- Builder: Krauss
- Build date: 1891, 1898
- Total produced: 2
- Configuration:: ​
- • Whyte: 0-6-0T
- Gauge: 900 mm (2 ft 11+7⁄16 in)
- Coupled dia.: 700 mm (2 ft 3+1⁄2 in)
- Wheelbase:: ​
- • Overall: 1,800 mm (5 ft 10+3⁄4 in)
- Length:: ​
- • Over beams: 5,530 mm (18 ft 1+3⁄4 in)
- Height: 3,705 mm (12 ft 1+7⁄8 in)
- Axle load: 5.33 t (5.25 long tons; 5.88 short tons)
- Adhesive weight: 15.98 t (15.73 long tons; 17.61 short tons)
- Empty weight: 13.08 t (12.87 long tons; 14.42 short tons)
- Service weight: 15.98 t (15.73 long tons; 17.61 short tons)
- Fuel capacity: 750 kg (1,650 lb)
- Water cap.: 1.70 m^{3} (370 imp gal; 450 US gal)
- Boiler:: ​
- No. of heating tubes: 88
- Heating tube length: 2,200 mm (7 ft 2+1⁄2 in)
- Boiler pressure: 12 kgf/cm^{2} (1,180 kPa; 171 lbf/in^{2})
- Heating surface:: ​
- • Firebox: 0.43 m^{2} (4.6 sq ft)
- • Radiative: 2.17 m^{2} (23.4 sq ft)
- • Tubes: 26.76 m^{2} (288.0 sq ft)
- • Evaporative: 28.93 m^{2} (311.4 sq ft)
- Cylinders: 2
- Cylinder size: 260 mm (10+1⁄4 in)
- Piston stroke: 400 mm (15+3⁄4 in)
- Maximum speed: 31 km/h (19 mph)
- Numbers: MFFE: 1003 and 1004
- Retired: 1923, 1924

= Mecklenburg XIX =

The locomotives of Class XIX of the Grand Duchy of Mecklenburg Friedrich-Franz Railway were deployed on the Bad Doberan–Heiligendamm narrow-gauge. The triple-coupled engines were classified as T 7 locomotives in 1910. In 1911 they were transferred to the Neubukow Beet Railway.

== History ==
The Class XVIII locomotives were soon unable to cope with the increase in traffic. As a result, a triple-coupled engine was ordered from Krauss in Munich. The locomotive was given the number 1003 by the Mecklenburg State Railway and was incorporated into Class XIX. In 1898 another locomotive, number 1004, followed. In 1910 the line was extended as far as Arendsee. To handle the higher levels of traffic, three similar engines were ordered from Henschel. With the introduction into service of these locomotives, that were grouped into Class T 7, the two Krauss locomotives were given to the Neubukow Beet Railway. The engines were still listed in the first Deutsche Reichsbahn renumbering plan in 1923, but they were retired by 1924.

== Design features ==

The locomotives had an inside frame which was built as a water tank. The boiler comprised two shell rings. The steam dome with its safety valve sat on the forward shell ring. The smokebox was very short. The smokestack has a Kobel spark arrestor. Later a Prüsmann chimney was used.
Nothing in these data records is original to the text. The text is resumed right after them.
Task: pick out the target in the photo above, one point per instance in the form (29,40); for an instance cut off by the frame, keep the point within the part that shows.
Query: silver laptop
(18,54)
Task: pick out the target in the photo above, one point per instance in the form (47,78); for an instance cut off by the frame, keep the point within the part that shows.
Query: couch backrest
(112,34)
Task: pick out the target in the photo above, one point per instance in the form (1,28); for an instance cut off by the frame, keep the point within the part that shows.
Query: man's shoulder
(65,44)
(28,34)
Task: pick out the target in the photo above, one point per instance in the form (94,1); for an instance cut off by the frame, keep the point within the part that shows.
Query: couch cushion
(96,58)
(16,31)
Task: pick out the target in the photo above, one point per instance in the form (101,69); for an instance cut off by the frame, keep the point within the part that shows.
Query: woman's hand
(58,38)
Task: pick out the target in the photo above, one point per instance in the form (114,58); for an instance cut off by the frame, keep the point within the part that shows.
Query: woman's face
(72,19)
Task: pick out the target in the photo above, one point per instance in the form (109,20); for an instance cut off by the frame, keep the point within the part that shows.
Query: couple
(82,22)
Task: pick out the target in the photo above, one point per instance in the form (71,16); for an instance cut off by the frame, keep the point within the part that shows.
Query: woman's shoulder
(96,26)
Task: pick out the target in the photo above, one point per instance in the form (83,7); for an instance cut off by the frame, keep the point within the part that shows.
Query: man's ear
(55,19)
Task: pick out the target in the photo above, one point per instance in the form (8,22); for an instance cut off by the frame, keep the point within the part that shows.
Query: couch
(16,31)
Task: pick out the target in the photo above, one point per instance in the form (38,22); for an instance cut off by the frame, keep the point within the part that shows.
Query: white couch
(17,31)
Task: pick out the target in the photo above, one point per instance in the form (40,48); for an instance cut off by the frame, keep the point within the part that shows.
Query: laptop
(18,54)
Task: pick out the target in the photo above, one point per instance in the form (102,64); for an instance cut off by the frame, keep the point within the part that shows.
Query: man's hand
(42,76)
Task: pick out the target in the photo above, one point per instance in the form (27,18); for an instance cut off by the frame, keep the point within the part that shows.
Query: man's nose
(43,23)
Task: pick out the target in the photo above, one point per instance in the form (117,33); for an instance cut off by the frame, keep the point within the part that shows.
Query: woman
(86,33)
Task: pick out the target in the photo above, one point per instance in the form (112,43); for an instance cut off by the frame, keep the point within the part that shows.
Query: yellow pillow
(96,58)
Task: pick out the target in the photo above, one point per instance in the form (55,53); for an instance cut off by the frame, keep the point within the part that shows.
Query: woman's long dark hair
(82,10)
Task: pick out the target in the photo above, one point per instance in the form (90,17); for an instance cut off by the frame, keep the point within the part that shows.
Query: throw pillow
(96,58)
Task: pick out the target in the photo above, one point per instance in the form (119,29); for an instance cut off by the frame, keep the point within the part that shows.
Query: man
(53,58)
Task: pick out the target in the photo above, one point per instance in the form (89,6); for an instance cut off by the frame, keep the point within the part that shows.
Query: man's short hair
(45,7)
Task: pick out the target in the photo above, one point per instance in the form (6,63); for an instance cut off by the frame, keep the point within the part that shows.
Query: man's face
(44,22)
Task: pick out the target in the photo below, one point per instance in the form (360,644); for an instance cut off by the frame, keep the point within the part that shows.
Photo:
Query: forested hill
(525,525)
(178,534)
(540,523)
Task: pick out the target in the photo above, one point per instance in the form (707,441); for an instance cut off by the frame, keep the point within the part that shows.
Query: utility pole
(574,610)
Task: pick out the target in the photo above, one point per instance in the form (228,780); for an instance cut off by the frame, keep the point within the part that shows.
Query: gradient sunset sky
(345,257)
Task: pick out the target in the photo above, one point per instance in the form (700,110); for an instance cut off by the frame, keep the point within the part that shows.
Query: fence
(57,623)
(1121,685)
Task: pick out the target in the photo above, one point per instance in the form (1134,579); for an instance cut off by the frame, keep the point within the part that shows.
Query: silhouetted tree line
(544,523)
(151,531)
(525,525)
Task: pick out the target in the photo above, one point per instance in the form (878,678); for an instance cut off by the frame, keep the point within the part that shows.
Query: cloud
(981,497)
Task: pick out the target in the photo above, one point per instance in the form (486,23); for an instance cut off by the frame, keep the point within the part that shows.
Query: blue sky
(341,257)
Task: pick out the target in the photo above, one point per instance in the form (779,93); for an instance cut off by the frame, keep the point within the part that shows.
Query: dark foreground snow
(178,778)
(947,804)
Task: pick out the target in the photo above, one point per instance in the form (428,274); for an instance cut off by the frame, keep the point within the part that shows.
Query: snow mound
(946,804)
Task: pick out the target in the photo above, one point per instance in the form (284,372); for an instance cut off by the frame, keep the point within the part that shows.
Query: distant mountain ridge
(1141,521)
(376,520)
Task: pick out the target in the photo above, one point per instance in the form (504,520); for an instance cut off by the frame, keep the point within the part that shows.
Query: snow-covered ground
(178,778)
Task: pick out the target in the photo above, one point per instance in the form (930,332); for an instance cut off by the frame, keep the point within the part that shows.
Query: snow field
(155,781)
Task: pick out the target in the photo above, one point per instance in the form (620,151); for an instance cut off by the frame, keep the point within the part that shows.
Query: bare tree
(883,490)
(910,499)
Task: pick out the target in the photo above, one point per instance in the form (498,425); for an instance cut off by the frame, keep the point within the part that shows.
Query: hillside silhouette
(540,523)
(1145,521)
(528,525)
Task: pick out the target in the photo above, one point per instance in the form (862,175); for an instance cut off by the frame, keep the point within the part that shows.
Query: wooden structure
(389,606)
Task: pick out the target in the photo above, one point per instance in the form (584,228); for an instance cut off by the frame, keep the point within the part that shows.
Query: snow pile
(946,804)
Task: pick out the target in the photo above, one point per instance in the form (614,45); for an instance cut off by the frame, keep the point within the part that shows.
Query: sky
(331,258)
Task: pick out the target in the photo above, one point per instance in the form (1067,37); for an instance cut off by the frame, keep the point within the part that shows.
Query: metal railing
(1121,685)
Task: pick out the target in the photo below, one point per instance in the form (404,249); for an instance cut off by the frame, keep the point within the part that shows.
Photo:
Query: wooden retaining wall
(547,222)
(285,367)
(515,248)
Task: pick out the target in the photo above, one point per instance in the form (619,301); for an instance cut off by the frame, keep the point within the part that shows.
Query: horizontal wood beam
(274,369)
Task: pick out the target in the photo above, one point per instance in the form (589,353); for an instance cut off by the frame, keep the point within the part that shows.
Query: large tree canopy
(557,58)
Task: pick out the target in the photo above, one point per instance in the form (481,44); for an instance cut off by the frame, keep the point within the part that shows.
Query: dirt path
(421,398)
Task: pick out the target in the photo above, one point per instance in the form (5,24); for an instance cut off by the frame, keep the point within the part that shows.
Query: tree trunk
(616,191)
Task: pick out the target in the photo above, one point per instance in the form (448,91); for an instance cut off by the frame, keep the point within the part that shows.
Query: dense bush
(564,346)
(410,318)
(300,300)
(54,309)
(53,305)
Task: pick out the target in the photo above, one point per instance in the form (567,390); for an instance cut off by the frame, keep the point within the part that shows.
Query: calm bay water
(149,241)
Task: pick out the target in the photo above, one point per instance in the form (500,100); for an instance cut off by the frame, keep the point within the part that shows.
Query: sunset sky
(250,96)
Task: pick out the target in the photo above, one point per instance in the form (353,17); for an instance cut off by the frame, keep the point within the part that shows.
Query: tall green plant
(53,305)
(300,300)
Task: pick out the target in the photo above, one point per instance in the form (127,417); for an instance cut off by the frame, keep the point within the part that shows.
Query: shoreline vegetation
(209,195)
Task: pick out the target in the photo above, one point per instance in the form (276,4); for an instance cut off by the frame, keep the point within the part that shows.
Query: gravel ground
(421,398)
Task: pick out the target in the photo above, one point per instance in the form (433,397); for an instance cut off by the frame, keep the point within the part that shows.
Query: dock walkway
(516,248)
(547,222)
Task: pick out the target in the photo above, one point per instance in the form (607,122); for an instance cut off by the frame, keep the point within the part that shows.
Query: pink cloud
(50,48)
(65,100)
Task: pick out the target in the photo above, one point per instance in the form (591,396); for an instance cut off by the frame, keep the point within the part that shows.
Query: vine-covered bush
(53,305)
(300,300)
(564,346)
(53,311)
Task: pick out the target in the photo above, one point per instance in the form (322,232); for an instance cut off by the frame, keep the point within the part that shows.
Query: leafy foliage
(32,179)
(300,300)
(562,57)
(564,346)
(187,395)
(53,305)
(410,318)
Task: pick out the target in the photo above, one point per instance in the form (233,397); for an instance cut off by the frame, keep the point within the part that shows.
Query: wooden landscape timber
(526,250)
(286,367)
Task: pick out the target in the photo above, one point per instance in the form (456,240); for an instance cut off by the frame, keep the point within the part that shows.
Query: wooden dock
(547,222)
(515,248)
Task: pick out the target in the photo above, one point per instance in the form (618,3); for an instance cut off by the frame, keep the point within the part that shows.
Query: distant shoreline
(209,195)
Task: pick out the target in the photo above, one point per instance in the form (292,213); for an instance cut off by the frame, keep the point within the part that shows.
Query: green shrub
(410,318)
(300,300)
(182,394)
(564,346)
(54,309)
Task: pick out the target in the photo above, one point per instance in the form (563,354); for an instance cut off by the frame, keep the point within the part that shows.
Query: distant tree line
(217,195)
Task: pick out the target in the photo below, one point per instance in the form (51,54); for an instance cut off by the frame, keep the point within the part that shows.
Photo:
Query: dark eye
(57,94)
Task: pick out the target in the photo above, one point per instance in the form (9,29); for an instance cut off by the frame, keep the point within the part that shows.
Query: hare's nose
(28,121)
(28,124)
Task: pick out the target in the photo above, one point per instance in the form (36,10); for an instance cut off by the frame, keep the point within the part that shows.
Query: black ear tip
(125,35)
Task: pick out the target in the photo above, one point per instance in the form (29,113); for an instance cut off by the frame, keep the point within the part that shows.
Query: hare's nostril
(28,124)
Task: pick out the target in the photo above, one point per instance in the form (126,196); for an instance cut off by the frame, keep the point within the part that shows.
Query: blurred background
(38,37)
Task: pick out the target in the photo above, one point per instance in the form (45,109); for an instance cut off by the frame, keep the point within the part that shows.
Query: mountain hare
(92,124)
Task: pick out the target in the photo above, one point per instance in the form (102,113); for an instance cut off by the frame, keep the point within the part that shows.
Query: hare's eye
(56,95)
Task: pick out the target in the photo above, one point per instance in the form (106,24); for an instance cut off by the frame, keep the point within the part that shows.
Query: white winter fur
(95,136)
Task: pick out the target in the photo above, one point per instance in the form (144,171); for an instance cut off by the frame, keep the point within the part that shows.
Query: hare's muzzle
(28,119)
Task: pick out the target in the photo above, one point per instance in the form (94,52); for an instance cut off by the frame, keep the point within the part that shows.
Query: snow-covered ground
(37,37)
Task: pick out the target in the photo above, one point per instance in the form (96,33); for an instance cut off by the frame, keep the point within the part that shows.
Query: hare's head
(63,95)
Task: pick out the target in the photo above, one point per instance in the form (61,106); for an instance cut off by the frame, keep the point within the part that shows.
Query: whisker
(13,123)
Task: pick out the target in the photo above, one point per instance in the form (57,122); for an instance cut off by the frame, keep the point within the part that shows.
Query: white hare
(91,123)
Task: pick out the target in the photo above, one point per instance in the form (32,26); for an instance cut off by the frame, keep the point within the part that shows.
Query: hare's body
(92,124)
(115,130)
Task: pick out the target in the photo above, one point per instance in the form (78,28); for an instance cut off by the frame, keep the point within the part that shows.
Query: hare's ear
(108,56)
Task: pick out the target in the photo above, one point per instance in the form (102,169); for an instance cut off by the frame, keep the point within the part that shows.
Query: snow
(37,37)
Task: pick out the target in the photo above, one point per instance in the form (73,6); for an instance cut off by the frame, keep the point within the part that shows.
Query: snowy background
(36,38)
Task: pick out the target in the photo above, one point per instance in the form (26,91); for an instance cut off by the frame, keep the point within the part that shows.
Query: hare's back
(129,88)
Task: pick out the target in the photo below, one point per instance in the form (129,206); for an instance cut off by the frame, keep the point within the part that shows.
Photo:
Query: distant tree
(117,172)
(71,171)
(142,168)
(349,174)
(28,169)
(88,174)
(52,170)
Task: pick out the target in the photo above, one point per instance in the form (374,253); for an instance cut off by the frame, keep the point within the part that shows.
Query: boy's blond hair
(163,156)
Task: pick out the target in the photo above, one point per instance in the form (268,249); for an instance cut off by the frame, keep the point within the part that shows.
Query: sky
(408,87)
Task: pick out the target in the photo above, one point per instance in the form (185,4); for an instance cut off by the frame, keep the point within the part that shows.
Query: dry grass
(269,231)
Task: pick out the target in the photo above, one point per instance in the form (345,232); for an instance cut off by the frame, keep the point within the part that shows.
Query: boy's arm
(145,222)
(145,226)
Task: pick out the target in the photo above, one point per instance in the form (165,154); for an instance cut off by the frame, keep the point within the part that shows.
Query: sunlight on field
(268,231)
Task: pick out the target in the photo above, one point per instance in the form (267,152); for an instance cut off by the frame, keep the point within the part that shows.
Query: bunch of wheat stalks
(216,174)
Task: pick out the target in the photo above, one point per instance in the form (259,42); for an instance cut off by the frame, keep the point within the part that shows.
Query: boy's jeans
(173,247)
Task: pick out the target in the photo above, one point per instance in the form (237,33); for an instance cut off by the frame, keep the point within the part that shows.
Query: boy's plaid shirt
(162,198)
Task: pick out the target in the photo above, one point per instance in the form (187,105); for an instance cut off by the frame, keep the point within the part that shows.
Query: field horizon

The horizontally arranged two-cylinder, wet steam drive acted on the rearmost coupled axle. The Stephenson valve gear with crossed eccentric rods was also on the outside.

The two front coupled axles had leaf spring blocks at the height of the running plate. These were linked by equalising beams. The rear axle was sprung with a transverse leaf spring stack.

The hand brake acted on the two outside wheel sets from the outside. Later the locomotives were given Knorr air brakes. The sanding gear sat on the middle of the boiler and sanded the outer sets of wheels from the outside. To begin with the running gear was covered. The locomotives also had steam heating, a steam bell and a De Limon centralized lubricating system.